Forex strategy is suitable for trading on all time frames and in all dealing centers, but you should always remember that a decrease in the time scale may lead to increased noise in the market.
The currency pair may also be arbitrary.
And so to trade forex strategy «White Ladder», it is necessary for the selected schedule, set the following indicators forex:
- Simple Moving Average SMA (50)
- Simple Moving Average SMA (200)
- Forex Indicator William% R (14) — you can download it at the end of this forex strategy
- Indicator MACD, but it’s better MACD-combo (with standard options)
Rules for the opening of trading positions for the purchase of forex strategy «White Ladder»:
1) Transactions are opened only when the moving averages of the 50 SMA and 200 SMA are directed upward. Beware fletovyh markets.
2) Trading signal is generated as soon as the Williams% R indicator refers either to go below -80.
3) Histogram MACD (MACD) has until the signal from the Williams% R to be below zero and go up from the bottom (ie, the intersection of the medium), to confirm the fact that the price has formed a bottom.

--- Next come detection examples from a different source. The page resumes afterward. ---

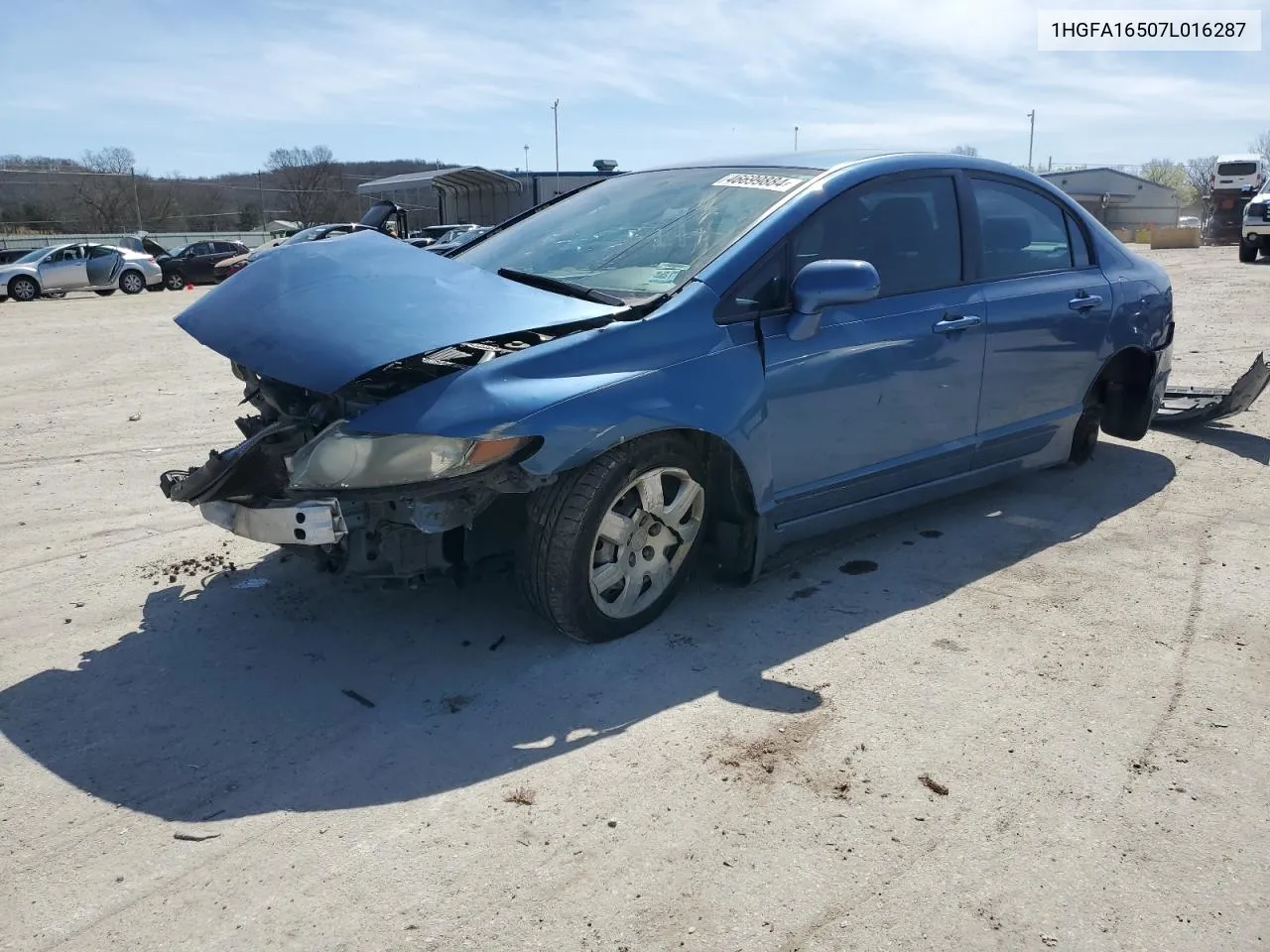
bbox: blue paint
[178,154,1172,572]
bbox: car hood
[177,231,623,394]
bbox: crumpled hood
[177,231,622,394]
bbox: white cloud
[6,0,1256,170]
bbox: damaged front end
[159,325,573,579]
[160,231,634,577]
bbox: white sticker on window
[713,172,806,191]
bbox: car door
[969,174,1111,468]
[40,245,87,291]
[87,245,123,289]
[207,241,240,271]
[746,172,984,522]
[185,241,216,285]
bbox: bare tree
[1183,155,1216,199]
[73,146,136,231]
[1248,130,1270,163]
[266,146,340,225]
[1142,159,1198,204]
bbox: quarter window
[794,176,961,298]
[715,241,789,317]
[972,178,1072,281]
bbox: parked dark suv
[158,241,249,291]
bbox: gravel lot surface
[0,248,1270,952]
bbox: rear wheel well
[1084,346,1156,440]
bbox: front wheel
[517,436,707,643]
[119,272,146,295]
[9,274,40,303]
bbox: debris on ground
[838,558,877,575]
[1151,353,1270,429]
[503,787,539,806]
[917,774,949,797]
[141,552,237,583]
[340,688,375,707]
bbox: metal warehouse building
[357,159,621,226]
[1042,169,1181,228]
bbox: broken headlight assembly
[290,420,530,490]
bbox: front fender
[349,282,771,512]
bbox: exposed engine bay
[160,323,569,577]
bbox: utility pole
[255,173,269,239]
[1028,109,1036,172]
[552,99,560,195]
[128,165,145,231]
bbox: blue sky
[0,0,1270,176]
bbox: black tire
[1067,405,1102,466]
[9,274,40,303]
[516,435,708,644]
[119,268,146,295]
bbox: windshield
[13,245,54,264]
[1216,163,1257,176]
[454,168,820,298]
[282,225,326,245]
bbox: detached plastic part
[1151,353,1270,429]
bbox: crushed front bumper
[198,499,348,545]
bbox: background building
[357,159,621,227]
[1042,168,1181,228]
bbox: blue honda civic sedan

Place a pending order buy stop at 1 point above the maximum of the last candle with a stop-loss order under the lowest low of the past few candles. And waiting for the opening of a warrant to buy stop. Either enter the market with his hands on digging the next candle.
4) The output is mainly done later, 7.3 bars, profit target (take profit) at the same time should be 2-3 times greater than accepted risk (stop-loss, you want to install a local minimum). Very well when trading this strategy to use a trailing stop.
For trading positions for SELL — use inverse rules.
This trading technique provides excellent levels of traders entering the market with strict stop-loss and well-defined settings.